Die SBO, die die vier Heime betreibt, hat zu viel Personal und zwar nicht in der Pflege, sondern in der Verwaltung und in der Hauswirtschaft. In diesen Bereichen sind fast doppelt(!) so viele Mitarbeiter beschäftigt, wie eigentlich erforderlich. Die Stadt hat in das städtische Unternehmen SBO massiv Mitarbeiter ausgelagert, um die nicht mehr aus dem eigenen Budget bezahlen zu müssen. So muss die SBO darüber hinaus noch 7 Beamte beschäftigen und versorgen.

2014 machte die SBO über 2,9 Mio. Verlust. Deutlich über die Hälfte der Verluste resultiert aus den unnötig beschäftigten Mitarbeitern, 0,7 Mio. aus überhöhten Sachkosten (insbesondere zu hohen Heizkosten und Verlusten aus der Anmietung des Heimes Grabelohstraßen: 0,4 Mio.). Der Rest der Verluste (0,6 Mio.) resultiert insbesondere daraus, dass die Bewohner schlecht in die Pflegestufen eingestuft sind. Ohne Personalüberhang, überhöhte Sachkosten und bei angemessener Einstufung der Bewohner in die Pflegestufen, würde die SBO verlustfrei arbeiten.

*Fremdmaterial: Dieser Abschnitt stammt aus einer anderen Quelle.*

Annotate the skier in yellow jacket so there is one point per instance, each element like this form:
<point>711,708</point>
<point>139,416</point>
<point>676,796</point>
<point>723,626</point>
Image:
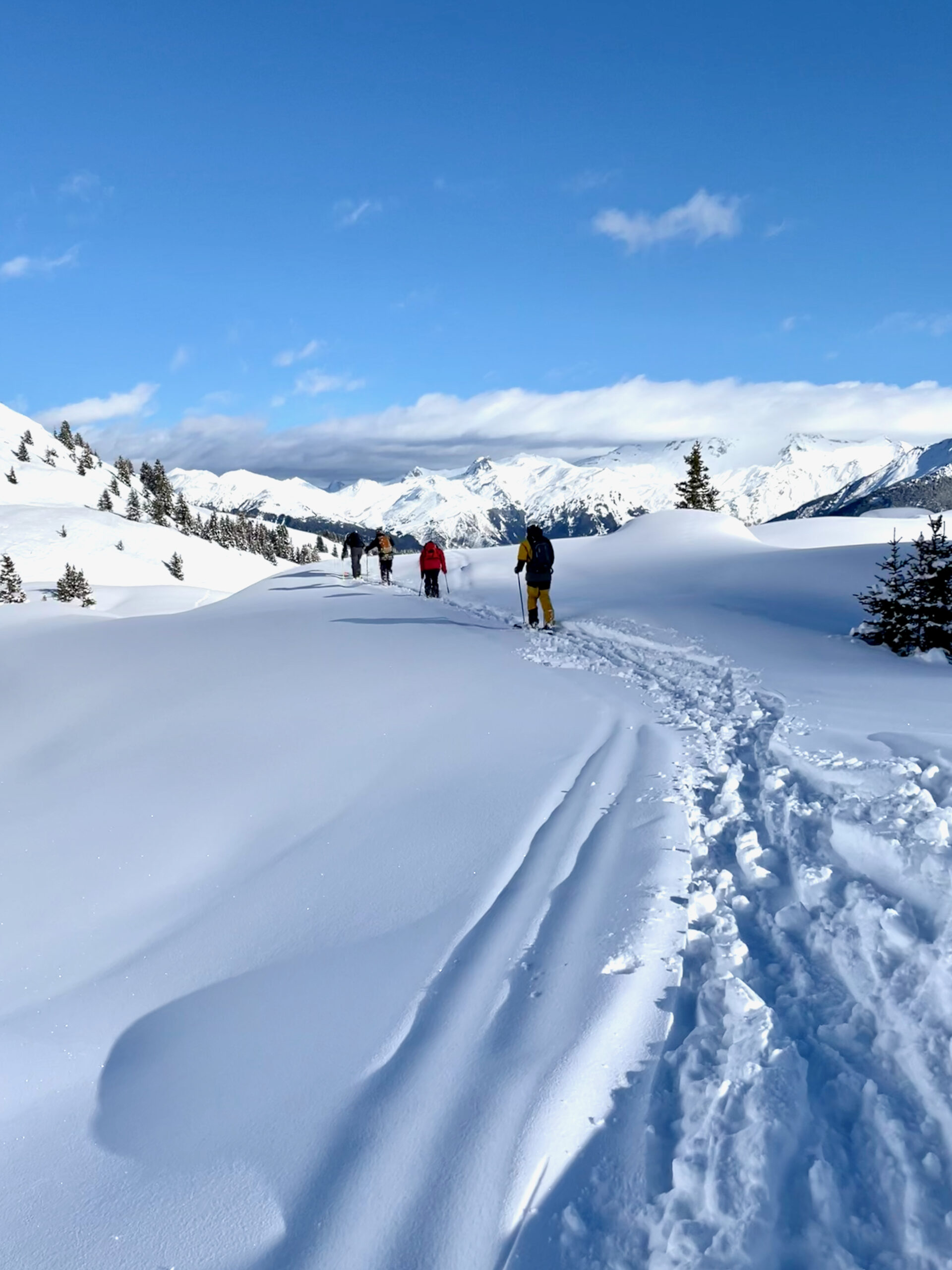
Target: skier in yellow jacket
<point>537,558</point>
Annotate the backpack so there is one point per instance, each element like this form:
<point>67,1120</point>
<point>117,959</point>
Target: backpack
<point>542,557</point>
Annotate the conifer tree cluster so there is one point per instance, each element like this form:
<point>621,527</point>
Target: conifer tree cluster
<point>696,491</point>
<point>910,602</point>
<point>10,586</point>
<point>74,586</point>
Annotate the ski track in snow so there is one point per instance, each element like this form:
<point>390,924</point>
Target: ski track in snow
<point>801,1113</point>
<point>502,1016</point>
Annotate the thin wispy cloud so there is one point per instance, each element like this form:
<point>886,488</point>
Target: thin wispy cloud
<point>441,431</point>
<point>117,405</point>
<point>584,182</point>
<point>313,382</point>
<point>298,355</point>
<point>912,323</point>
<point>702,218</point>
<point>347,212</point>
<point>85,186</point>
<point>32,266</point>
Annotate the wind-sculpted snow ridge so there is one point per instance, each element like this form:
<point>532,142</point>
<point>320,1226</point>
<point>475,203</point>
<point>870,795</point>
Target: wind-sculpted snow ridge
<point>801,1114</point>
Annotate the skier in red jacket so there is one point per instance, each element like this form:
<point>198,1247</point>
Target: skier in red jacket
<point>432,561</point>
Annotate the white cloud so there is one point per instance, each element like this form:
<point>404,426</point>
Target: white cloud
<point>24,266</point>
<point>930,324</point>
<point>441,431</point>
<point>319,381</point>
<point>117,405</point>
<point>84,186</point>
<point>298,355</point>
<point>348,212</point>
<point>702,218</point>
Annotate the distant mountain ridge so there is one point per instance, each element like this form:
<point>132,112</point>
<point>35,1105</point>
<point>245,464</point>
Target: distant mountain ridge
<point>921,478</point>
<point>492,501</point>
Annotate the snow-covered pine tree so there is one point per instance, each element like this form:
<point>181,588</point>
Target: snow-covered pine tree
<point>74,586</point>
<point>696,491</point>
<point>182,515</point>
<point>890,605</point>
<point>931,583</point>
<point>10,587</point>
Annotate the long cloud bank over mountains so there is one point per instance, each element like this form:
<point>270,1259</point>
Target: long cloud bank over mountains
<point>442,431</point>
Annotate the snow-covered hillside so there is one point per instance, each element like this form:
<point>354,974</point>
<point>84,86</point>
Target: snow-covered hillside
<point>350,929</point>
<point>490,502</point>
<point>50,518</point>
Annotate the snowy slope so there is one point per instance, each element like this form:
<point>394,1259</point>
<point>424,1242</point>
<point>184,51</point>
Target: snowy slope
<point>48,500</point>
<point>347,929</point>
<point>490,502</point>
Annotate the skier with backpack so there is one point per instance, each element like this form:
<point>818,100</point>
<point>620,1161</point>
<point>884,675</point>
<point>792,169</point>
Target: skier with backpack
<point>353,543</point>
<point>384,547</point>
<point>537,558</point>
<point>432,561</point>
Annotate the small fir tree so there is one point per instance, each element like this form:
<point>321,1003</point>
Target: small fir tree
<point>890,606</point>
<point>10,587</point>
<point>696,491</point>
<point>74,586</point>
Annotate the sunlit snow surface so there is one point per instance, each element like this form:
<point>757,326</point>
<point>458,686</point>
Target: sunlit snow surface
<point>346,929</point>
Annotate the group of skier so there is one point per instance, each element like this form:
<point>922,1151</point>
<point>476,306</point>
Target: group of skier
<point>536,557</point>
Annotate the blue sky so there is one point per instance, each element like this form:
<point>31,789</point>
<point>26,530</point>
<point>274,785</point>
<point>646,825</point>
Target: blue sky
<point>273,215</point>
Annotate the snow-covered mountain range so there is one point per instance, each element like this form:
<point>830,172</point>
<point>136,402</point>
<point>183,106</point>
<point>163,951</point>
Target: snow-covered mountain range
<point>490,501</point>
<point>922,477</point>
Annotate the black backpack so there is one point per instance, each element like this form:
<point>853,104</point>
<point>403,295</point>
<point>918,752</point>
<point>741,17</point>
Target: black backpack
<point>542,557</point>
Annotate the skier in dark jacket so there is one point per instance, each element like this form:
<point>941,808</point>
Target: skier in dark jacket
<point>537,557</point>
<point>384,547</point>
<point>353,543</point>
<point>432,561</point>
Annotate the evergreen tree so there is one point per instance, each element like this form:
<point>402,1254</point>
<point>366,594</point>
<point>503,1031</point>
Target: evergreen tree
<point>10,586</point>
<point>696,491</point>
<point>182,515</point>
<point>74,586</point>
<point>931,582</point>
<point>890,605</point>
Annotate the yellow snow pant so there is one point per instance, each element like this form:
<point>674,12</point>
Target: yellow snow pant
<point>536,595</point>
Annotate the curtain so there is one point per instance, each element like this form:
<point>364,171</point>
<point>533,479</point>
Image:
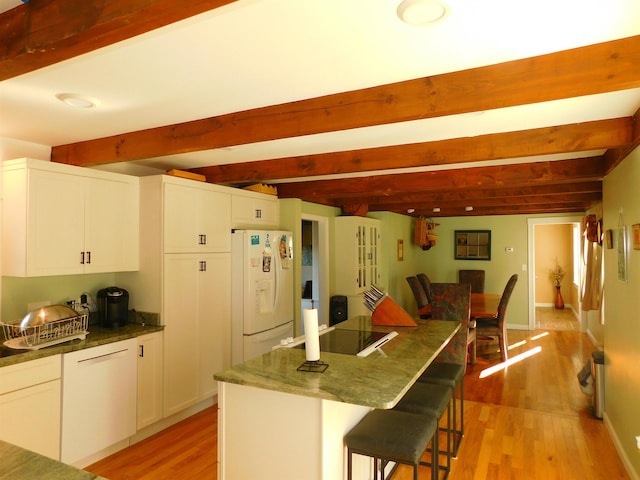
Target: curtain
<point>592,268</point>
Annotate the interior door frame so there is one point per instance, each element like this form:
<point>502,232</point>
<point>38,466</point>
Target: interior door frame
<point>531,260</point>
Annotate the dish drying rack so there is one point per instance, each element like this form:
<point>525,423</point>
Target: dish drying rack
<point>46,334</point>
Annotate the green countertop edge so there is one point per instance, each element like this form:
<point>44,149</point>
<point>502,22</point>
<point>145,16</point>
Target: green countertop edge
<point>96,336</point>
<point>377,381</point>
<point>19,463</point>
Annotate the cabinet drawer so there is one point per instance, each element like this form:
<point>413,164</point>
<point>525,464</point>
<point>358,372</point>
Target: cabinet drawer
<point>34,372</point>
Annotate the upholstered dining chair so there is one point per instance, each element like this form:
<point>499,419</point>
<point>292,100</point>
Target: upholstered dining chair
<point>421,297</point>
<point>452,301</point>
<point>475,278</point>
<point>497,327</point>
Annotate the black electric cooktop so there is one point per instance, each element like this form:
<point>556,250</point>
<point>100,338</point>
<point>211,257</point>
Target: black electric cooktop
<point>348,342</point>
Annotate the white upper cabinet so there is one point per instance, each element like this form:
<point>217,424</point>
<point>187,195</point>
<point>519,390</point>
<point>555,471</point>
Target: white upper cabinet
<point>60,220</point>
<point>254,210</point>
<point>358,247</point>
<point>196,218</point>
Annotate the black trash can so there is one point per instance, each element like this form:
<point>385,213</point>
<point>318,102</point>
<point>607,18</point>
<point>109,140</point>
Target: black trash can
<point>597,375</point>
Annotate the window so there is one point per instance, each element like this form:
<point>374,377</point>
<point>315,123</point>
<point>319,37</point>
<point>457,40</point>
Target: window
<point>472,245</point>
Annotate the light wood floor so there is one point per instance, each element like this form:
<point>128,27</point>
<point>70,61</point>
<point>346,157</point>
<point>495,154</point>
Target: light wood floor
<point>527,421</point>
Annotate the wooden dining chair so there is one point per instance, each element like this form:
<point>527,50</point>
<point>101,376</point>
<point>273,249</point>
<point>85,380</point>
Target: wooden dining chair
<point>497,326</point>
<point>421,297</point>
<point>475,278</point>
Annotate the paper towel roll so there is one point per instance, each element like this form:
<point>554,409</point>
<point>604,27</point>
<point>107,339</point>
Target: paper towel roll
<point>311,338</point>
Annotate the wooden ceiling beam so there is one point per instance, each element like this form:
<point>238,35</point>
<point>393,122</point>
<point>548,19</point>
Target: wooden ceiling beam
<point>41,33</point>
<point>614,156</point>
<point>589,70</point>
<point>532,200</point>
<point>528,174</point>
<point>466,195</point>
<point>596,135</point>
<point>503,210</point>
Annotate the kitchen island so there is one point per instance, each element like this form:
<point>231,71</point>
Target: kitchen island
<point>19,463</point>
<point>276,422</point>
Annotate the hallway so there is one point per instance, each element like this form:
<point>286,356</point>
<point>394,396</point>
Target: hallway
<point>550,318</point>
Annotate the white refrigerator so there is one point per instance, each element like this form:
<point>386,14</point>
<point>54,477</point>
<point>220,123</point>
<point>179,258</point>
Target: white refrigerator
<point>261,292</point>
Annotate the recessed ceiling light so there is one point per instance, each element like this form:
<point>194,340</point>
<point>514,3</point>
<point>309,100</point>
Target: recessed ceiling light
<point>77,101</point>
<point>422,12</point>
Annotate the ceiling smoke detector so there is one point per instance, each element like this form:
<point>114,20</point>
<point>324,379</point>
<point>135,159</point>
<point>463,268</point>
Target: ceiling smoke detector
<point>420,13</point>
<point>77,101</point>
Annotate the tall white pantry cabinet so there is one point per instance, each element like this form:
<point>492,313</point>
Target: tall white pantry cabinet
<point>185,267</point>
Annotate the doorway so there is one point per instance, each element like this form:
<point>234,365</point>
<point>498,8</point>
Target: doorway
<point>554,241</point>
<point>315,267</point>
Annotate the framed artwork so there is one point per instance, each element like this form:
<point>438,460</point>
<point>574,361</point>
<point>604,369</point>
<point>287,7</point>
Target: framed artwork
<point>472,245</point>
<point>635,233</point>
<point>622,254</point>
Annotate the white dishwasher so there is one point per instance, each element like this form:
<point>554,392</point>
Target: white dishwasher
<point>98,398</point>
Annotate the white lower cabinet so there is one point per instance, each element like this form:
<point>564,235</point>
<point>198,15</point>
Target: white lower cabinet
<point>30,405</point>
<point>197,305</point>
<point>149,379</point>
<point>98,399</point>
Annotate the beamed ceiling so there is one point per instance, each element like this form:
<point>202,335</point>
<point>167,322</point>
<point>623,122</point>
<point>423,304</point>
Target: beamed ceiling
<point>349,148</point>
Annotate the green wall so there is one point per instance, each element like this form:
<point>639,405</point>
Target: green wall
<point>18,292</point>
<point>621,205</point>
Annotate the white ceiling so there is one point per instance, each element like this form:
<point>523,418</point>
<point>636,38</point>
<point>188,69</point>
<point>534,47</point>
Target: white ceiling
<point>255,53</point>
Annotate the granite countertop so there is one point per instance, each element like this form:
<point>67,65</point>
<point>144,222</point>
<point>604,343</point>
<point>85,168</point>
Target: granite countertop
<point>96,336</point>
<point>27,465</point>
<point>377,381</point>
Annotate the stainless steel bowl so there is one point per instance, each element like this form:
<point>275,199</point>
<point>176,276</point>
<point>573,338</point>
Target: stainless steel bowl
<point>47,314</point>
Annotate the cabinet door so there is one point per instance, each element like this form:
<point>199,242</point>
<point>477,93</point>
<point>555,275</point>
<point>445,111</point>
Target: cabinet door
<point>181,230</point>
<point>214,320</point>
<point>30,418</point>
<point>180,298</point>
<point>111,226</point>
<point>214,219</point>
<point>55,228</point>
<point>250,212</point>
<point>149,379</point>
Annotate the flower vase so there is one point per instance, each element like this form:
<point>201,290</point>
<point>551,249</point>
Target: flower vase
<point>559,301</point>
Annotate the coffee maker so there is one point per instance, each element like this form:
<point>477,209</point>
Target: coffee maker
<point>113,307</point>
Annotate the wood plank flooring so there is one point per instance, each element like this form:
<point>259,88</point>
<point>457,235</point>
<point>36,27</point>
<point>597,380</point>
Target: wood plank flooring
<point>527,421</point>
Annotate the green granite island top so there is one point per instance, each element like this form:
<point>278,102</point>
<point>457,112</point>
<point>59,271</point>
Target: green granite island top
<point>377,381</point>
<point>97,336</point>
<point>18,463</point>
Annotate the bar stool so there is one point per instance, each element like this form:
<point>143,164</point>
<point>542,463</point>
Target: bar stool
<point>450,375</point>
<point>432,400</point>
<point>393,436</point>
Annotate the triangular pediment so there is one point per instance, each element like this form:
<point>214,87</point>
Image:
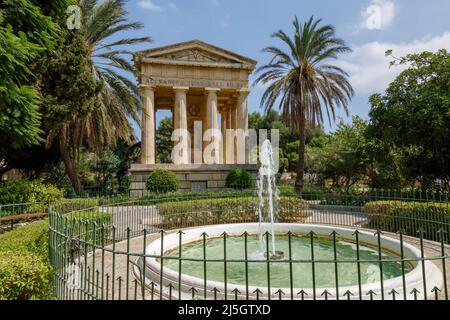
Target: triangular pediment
<point>194,52</point>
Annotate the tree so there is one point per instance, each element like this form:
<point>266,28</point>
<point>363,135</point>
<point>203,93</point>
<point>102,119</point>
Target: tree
<point>164,142</point>
<point>344,158</point>
<point>70,94</point>
<point>413,117</point>
<point>27,32</point>
<point>101,25</point>
<point>106,166</point>
<point>302,80</point>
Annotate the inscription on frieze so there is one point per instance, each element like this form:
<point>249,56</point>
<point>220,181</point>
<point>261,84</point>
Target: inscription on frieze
<point>194,83</point>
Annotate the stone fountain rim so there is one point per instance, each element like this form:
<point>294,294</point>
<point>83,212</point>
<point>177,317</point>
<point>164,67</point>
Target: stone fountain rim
<point>414,277</point>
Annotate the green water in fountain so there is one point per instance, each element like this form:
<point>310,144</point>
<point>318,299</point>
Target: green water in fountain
<point>279,270</point>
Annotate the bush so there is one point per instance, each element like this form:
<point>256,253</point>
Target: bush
<point>238,179</point>
<point>21,191</point>
<point>87,230</point>
<point>32,238</point>
<point>162,181</point>
<point>227,210</point>
<point>14,191</point>
<point>23,276</point>
<point>45,193</point>
<point>410,217</point>
<point>24,270</point>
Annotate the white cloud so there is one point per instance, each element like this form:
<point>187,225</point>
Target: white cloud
<point>369,67</point>
<point>379,14</point>
<point>226,21</point>
<point>215,3</point>
<point>172,6</point>
<point>151,6</point>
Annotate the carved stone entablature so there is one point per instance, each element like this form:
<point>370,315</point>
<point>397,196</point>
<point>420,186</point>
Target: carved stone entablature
<point>196,53</point>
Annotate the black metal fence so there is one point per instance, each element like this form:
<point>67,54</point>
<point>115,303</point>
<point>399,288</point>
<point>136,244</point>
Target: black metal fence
<point>209,247</point>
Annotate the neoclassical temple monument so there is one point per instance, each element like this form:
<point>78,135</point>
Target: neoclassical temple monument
<point>205,87</point>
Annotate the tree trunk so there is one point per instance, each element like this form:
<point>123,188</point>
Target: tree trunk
<point>68,162</point>
<point>299,183</point>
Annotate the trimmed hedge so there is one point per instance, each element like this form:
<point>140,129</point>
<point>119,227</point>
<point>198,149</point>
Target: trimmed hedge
<point>21,191</point>
<point>24,270</point>
<point>23,276</point>
<point>32,238</point>
<point>162,181</point>
<point>94,218</point>
<point>227,210</point>
<point>410,217</point>
<point>238,179</point>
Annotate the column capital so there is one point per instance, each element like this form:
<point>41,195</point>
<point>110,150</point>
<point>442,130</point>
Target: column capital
<point>212,90</point>
<point>244,92</point>
<point>143,87</point>
<point>180,89</point>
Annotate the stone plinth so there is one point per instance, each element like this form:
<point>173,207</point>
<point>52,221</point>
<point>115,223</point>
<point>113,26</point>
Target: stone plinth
<point>193,177</point>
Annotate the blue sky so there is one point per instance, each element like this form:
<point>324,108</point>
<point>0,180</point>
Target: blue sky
<point>369,27</point>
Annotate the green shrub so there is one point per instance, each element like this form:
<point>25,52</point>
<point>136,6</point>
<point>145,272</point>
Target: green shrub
<point>226,210</point>
<point>32,238</point>
<point>24,270</point>
<point>410,217</point>
<point>21,191</point>
<point>45,193</point>
<point>23,276</point>
<point>162,181</point>
<point>90,220</point>
<point>238,179</point>
<point>15,191</point>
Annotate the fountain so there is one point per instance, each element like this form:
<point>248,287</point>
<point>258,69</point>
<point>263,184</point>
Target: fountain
<point>250,257</point>
<point>268,196</point>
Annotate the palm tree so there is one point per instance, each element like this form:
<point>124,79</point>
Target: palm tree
<point>118,99</point>
<point>119,95</point>
<point>303,82</point>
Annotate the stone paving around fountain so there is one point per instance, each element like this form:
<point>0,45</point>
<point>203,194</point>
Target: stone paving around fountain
<point>136,245</point>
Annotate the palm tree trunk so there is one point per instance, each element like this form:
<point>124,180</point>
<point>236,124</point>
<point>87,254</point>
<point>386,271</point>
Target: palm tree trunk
<point>299,183</point>
<point>68,162</point>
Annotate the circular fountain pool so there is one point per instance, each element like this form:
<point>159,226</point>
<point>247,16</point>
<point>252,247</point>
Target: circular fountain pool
<point>247,268</point>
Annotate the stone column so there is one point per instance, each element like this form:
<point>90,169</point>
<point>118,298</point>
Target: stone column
<point>242,112</point>
<point>148,124</point>
<point>180,121</point>
<point>212,120</point>
<point>234,126</point>
<point>223,127</point>
<point>242,117</point>
<point>228,158</point>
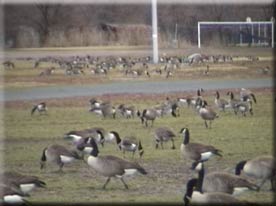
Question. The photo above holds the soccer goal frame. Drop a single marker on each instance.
(250, 23)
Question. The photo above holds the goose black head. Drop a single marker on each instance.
(239, 167)
(140, 149)
(186, 135)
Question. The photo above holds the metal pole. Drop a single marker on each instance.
(252, 33)
(198, 34)
(240, 35)
(259, 34)
(154, 31)
(272, 34)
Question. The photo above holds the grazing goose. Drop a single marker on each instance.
(221, 103)
(59, 155)
(196, 151)
(41, 108)
(207, 113)
(112, 166)
(246, 95)
(11, 194)
(222, 181)
(194, 195)
(126, 111)
(261, 167)
(78, 135)
(129, 144)
(25, 183)
(105, 110)
(163, 134)
(148, 114)
(191, 100)
(244, 107)
(232, 101)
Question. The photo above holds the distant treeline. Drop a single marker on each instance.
(64, 25)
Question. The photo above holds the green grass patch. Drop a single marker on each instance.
(237, 136)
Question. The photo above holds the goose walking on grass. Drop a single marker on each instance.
(147, 115)
(129, 144)
(26, 183)
(247, 95)
(41, 108)
(112, 166)
(194, 195)
(59, 155)
(222, 181)
(221, 103)
(164, 134)
(207, 113)
(261, 167)
(196, 151)
(12, 195)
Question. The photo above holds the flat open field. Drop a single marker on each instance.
(239, 137)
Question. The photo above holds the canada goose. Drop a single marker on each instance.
(221, 103)
(25, 183)
(94, 103)
(129, 144)
(261, 167)
(233, 101)
(77, 135)
(196, 151)
(148, 114)
(11, 194)
(222, 181)
(59, 155)
(246, 95)
(207, 113)
(41, 108)
(195, 196)
(112, 166)
(126, 111)
(104, 110)
(163, 134)
(244, 107)
(190, 99)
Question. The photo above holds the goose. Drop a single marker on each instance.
(244, 107)
(194, 195)
(126, 111)
(233, 101)
(207, 113)
(25, 183)
(246, 95)
(148, 114)
(129, 144)
(78, 135)
(222, 181)
(104, 110)
(11, 194)
(59, 155)
(112, 166)
(221, 103)
(196, 151)
(191, 100)
(41, 108)
(163, 134)
(261, 167)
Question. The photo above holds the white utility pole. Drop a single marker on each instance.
(154, 31)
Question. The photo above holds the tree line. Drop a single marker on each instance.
(44, 25)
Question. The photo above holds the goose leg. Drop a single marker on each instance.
(107, 181)
(206, 125)
(173, 146)
(124, 183)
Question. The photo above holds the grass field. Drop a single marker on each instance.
(238, 137)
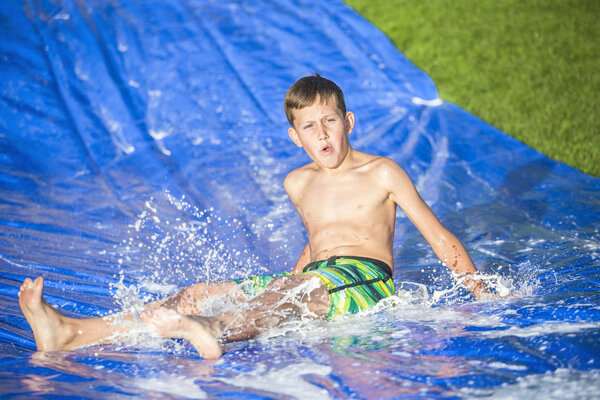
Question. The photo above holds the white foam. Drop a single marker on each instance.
(561, 384)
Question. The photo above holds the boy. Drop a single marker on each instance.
(347, 200)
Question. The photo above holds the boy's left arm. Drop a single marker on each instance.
(445, 245)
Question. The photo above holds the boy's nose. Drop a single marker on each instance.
(322, 133)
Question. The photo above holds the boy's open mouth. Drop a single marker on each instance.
(326, 148)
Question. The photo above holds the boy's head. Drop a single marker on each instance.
(304, 92)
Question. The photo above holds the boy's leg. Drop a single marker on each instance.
(286, 298)
(189, 301)
(53, 331)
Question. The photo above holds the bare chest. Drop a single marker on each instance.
(343, 200)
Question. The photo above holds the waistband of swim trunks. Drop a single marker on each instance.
(332, 261)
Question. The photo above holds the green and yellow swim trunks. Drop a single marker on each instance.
(354, 283)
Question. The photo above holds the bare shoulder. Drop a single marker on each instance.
(297, 179)
(384, 168)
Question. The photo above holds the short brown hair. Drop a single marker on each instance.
(304, 92)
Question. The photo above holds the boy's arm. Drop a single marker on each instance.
(293, 184)
(445, 245)
(302, 261)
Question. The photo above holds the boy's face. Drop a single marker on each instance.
(322, 130)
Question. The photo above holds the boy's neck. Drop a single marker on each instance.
(346, 164)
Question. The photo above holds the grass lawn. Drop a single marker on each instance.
(530, 68)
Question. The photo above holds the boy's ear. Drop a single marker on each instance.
(294, 136)
(349, 121)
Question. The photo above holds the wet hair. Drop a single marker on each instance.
(304, 92)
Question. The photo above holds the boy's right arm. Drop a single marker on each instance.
(302, 261)
(293, 186)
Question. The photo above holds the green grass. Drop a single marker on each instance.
(530, 68)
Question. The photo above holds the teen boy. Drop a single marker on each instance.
(347, 200)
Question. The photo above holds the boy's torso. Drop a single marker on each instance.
(347, 212)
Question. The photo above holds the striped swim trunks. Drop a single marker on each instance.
(354, 283)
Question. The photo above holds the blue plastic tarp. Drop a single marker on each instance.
(144, 143)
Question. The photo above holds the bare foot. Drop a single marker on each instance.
(168, 323)
(49, 331)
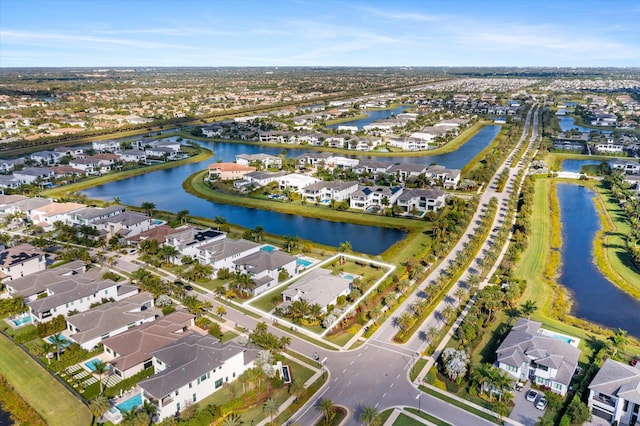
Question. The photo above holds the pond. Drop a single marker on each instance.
(595, 298)
(164, 189)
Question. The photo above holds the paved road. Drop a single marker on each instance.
(376, 374)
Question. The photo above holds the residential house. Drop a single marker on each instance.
(188, 240)
(110, 319)
(34, 175)
(130, 352)
(546, 358)
(264, 268)
(191, 369)
(74, 294)
(449, 178)
(46, 216)
(133, 156)
(374, 197)
(614, 393)
(628, 167)
(21, 260)
(229, 171)
(124, 225)
(295, 182)
(266, 160)
(106, 146)
(319, 286)
(223, 252)
(417, 202)
(329, 191)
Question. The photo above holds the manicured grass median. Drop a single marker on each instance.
(46, 395)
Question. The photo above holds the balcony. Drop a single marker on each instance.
(601, 400)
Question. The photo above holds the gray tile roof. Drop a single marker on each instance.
(38, 282)
(136, 345)
(112, 316)
(619, 380)
(264, 261)
(187, 359)
(524, 343)
(318, 286)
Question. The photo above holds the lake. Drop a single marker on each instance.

Die Situation spitzt sich dramatisch zu

Nun wird sich, da Politik und Stadt rechtzeitiges Handeln völlig verschlafen haben, die Situation bei der SBO in den nächsten Jahren noch dramatisch verschärfen. Denn, selbst wenn die SBO drei neue Heime baut (Glockengarten (+80 Plätze), Beisenkamp (+40 Plätze) und Sommerdellenstraße (+ 40 Plätze)) wird die Zahl der Pflegeplätze von jetzt 588 auf 408 sinken, denn das Heim im Glockengarten ( Wegfall von 148 Plätzen) erfüllt die Vorgaben des Wohn- und Teilhabegesetzes nicht, das Heim an der Grabelohstraße (Wegfall von 180 Plätzen) macht nur Verluste, weil die Miete bereits 0,4 Mio. über den Erträgen liegt. Das städtische Personal nimmt aber nicht in gleichem Maß ab, wie die Zahl der Heimplätze abnimmt. Entsprechend lässt sich für 2020 ein Personalüberhang von deutlich über 70 Mitarbeitern errechnen. Mitarbeiter, die bezahlt werden müssen, für die aber gar keine Arbeit mehr da ist.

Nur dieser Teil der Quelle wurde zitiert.